I can't hear nothing in my mic if i slam my desk

DimasCindy

New Member
so yall prolly find it weird but i rage quit in my streams on yt and then i slam my desk but for some reason after the stream and i watch it i dont hear me slamming my desk so can someone help me find the setting so people watching my videos or streams can really hear my desk slams?
 

StefenTower

Member
This is likely caused by your mic not picking it up, or you have an audio filter that either is ignoring what it thinks is a background sound or chopping off a sound at the frequency/pitch of the slam.
 

AaronD

Active Member
This is likely caused by your mic not picking it up...
Seems doubtful to me. Loud sounds are really hard to keep out of a raw mic, even if you do choose an appropriate pickup pattern and point the null(s) in the right direction(s).

Source: Front-of-House Engineering with live music...

...or you have an audio filter that either is ignoring what it thinks is a background sound or chopping off a sound at the frequency/pitch of the slam.
That's more likely. If you have a Noise Suppressor on your mic, that's great for your voice, but anything else at all is considered noise to be removed. Music, sound effects, HVAC, traffic, etc. All of that goes away - or at least tries to, with varying success - when you use a Noise Suppressor.

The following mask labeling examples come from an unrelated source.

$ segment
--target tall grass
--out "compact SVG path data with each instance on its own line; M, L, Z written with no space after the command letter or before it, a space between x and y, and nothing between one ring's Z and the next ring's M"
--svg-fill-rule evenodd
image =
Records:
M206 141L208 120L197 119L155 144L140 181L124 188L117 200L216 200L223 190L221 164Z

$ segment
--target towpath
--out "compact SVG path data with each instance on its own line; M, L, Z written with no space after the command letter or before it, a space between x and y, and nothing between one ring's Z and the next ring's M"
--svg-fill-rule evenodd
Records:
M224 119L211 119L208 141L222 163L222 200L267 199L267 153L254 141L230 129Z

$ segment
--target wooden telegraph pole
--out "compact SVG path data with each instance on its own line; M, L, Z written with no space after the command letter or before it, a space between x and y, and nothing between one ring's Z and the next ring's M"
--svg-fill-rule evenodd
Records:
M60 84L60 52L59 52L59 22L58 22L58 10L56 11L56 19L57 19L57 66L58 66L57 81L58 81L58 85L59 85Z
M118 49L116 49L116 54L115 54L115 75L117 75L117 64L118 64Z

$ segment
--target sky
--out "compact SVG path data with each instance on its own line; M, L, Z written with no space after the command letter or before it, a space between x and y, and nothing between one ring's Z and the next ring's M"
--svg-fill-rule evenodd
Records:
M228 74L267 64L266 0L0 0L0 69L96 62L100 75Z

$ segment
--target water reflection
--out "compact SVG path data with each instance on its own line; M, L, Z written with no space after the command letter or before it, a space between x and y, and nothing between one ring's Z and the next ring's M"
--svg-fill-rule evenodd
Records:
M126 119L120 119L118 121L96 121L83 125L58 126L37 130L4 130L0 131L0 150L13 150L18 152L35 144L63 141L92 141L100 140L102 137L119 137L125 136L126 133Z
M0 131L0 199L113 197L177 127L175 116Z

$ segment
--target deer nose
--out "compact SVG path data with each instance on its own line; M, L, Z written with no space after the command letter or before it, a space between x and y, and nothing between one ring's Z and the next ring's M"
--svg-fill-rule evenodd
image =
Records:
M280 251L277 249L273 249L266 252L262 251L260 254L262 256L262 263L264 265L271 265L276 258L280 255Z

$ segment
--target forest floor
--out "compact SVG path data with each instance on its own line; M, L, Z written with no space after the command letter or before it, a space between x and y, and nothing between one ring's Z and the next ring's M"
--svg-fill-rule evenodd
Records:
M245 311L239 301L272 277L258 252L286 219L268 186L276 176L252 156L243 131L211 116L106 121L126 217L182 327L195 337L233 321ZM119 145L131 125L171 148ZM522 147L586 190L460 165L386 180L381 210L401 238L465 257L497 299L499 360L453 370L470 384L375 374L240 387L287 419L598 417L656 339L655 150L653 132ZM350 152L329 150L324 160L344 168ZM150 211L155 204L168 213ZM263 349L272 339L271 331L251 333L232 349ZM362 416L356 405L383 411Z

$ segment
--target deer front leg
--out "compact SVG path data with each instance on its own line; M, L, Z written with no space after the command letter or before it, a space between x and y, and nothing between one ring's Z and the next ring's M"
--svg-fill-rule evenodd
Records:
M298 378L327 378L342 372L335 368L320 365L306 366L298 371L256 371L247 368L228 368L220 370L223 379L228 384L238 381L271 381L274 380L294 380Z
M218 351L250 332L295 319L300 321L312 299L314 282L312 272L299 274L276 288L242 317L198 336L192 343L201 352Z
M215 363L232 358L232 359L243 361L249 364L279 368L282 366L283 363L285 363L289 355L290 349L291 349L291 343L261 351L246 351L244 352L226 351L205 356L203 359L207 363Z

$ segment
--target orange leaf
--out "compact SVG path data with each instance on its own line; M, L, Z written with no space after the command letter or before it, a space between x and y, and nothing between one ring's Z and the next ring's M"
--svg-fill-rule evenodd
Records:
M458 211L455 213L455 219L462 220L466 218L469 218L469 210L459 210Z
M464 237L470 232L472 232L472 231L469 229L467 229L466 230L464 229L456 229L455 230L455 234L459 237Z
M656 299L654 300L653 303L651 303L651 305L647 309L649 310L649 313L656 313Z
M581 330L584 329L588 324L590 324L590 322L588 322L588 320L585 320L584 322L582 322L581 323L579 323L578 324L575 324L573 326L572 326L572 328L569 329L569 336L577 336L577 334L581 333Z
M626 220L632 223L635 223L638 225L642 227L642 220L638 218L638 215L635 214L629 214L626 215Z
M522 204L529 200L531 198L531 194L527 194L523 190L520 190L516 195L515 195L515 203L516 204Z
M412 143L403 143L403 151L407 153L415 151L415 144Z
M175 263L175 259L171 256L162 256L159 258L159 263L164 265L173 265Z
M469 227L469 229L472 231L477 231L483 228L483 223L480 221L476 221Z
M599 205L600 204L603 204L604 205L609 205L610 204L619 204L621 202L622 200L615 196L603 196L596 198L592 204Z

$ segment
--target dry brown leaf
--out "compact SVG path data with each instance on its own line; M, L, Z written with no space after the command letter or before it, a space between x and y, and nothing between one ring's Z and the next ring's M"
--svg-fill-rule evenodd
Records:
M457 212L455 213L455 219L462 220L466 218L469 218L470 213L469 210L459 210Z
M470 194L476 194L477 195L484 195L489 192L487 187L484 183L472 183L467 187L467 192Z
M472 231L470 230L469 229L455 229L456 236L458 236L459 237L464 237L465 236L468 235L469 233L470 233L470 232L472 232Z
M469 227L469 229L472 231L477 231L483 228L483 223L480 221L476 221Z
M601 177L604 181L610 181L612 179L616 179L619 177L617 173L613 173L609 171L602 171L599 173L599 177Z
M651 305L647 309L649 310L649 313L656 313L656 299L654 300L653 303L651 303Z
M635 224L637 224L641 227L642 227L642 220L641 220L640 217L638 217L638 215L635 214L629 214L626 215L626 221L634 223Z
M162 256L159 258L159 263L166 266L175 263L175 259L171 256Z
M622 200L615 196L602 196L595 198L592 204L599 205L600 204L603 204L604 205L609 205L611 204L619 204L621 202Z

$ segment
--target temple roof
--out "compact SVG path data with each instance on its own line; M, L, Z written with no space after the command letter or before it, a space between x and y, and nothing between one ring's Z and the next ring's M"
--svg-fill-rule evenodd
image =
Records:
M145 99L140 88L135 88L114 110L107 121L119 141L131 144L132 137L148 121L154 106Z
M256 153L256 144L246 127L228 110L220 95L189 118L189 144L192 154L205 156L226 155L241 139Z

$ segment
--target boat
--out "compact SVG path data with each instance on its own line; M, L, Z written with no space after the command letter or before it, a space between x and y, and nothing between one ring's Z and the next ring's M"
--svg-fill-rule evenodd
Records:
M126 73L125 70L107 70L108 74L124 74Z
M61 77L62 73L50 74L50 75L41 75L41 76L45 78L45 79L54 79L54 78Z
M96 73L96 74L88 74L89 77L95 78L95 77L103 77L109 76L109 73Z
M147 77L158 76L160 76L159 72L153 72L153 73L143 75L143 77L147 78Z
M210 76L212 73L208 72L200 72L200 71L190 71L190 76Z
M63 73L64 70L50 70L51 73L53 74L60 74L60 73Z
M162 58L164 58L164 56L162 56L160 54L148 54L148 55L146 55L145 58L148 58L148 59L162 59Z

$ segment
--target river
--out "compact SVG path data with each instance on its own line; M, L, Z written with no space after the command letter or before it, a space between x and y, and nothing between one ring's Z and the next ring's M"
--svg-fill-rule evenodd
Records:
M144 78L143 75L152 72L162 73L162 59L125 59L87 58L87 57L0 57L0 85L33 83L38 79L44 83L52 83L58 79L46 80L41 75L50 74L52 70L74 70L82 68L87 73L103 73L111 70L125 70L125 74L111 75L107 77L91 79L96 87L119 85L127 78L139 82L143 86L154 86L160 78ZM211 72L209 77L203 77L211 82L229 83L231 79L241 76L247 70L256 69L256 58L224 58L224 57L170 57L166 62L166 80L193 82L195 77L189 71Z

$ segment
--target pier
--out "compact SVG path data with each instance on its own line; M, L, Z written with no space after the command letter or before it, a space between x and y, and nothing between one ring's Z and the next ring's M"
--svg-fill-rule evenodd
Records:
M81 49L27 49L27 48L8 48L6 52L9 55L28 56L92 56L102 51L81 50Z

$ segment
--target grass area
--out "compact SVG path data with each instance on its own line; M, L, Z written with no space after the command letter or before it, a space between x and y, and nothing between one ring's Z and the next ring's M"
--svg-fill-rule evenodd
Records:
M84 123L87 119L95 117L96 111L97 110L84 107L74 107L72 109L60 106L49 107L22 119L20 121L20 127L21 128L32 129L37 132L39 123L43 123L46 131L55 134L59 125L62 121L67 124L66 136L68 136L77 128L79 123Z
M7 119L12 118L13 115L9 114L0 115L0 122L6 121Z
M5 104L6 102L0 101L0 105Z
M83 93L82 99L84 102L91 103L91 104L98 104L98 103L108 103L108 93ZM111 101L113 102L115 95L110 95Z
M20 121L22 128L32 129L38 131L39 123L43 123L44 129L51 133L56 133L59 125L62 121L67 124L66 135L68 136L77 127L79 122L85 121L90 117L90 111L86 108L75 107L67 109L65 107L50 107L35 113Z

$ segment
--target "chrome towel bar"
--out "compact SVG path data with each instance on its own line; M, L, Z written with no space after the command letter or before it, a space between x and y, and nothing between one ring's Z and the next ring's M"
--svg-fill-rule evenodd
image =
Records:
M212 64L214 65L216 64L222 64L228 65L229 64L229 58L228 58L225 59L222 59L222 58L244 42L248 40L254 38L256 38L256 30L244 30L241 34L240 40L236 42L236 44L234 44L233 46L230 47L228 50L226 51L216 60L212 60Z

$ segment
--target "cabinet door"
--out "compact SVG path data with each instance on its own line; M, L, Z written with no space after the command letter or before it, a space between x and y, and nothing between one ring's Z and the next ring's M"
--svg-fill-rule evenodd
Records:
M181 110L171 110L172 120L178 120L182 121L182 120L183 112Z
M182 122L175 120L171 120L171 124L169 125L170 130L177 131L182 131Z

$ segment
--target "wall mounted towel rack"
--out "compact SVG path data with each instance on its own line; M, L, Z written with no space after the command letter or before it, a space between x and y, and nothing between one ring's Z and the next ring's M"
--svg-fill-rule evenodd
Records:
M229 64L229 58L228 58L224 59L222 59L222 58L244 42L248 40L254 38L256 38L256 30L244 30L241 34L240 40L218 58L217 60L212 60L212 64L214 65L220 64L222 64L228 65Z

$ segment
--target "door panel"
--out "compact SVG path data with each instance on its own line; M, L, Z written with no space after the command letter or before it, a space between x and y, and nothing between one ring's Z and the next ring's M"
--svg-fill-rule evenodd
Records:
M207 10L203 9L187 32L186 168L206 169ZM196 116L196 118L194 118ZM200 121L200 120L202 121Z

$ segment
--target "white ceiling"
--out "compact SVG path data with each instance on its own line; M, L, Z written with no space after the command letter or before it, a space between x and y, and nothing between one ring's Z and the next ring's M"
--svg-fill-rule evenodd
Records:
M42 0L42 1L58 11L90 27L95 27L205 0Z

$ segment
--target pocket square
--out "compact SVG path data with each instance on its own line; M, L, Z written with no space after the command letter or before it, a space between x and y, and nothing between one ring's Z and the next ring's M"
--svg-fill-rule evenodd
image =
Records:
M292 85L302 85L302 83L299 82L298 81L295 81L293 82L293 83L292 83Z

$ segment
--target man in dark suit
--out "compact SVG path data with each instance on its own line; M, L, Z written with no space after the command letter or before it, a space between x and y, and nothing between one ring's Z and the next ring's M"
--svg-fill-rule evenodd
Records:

Best to not have it, and actually be that quiet in the room. It might take some work to get there, like finding the actual source of some noise that the suppressor used to take care of, and stopping it physically while you're on, but the end result is more predictable.
 

StefenTower

Member
Seems doubtful to me. Loud sounds are really hard to keep out of a raw mic, even if you do choose an appropriate pickup pattern and point the null(s) in the right direction(s).
Some microphones are directional. And if we're talking about a conventional streaming program and not live music...
 

StefenTower

Member
so how to i get to hear the slams
First, as a test, turn off any filters (in OBS or not) that suppress noise. An example of a filter not in OBS would be NVIDIA Broadcast. If you can hear your slam after removing the filter(s), at least you know the culprit.
 

AaronD

Active Member
Some microphones are directional. And if we're talking about a conventional streaming program and not live music...
That's what I was talking about with choosing a pattern and aiming the null(s). It's not magic. The null isn't perfect, and sound bounces around to come in from other directions too. Thus, really hard to keep loud stuff out of a raw mic, even if you do everything right to try and avoid it.

It's pure physics, and has nothing to do with a particular application. Live music just tends to have a lot of that sort of problem, where it actually *is* a problem and almost never wanted. So I'm sure the mic itself is getting the slams, and there's some sort of processing somewhere that's killing them.
 

AaronD

Active Member
@DimasCindy You never said what kind of mic you have. Some are easy to record dead raw, before any Windoze schmarts at all; others are not. If you can, what ends up in there might be a clue.
 

StefenTower

Member
Thus, really hard to keep loud stuff out of a raw mic, even if you do everything right to try and avoid it.
Your point is well taken, but if you have a directional mic pointed away from the slam, noise reduction (another potential aspect of this) could suppress any echo from that slam. At any rate, we're not here to debate, but to assist with a problem.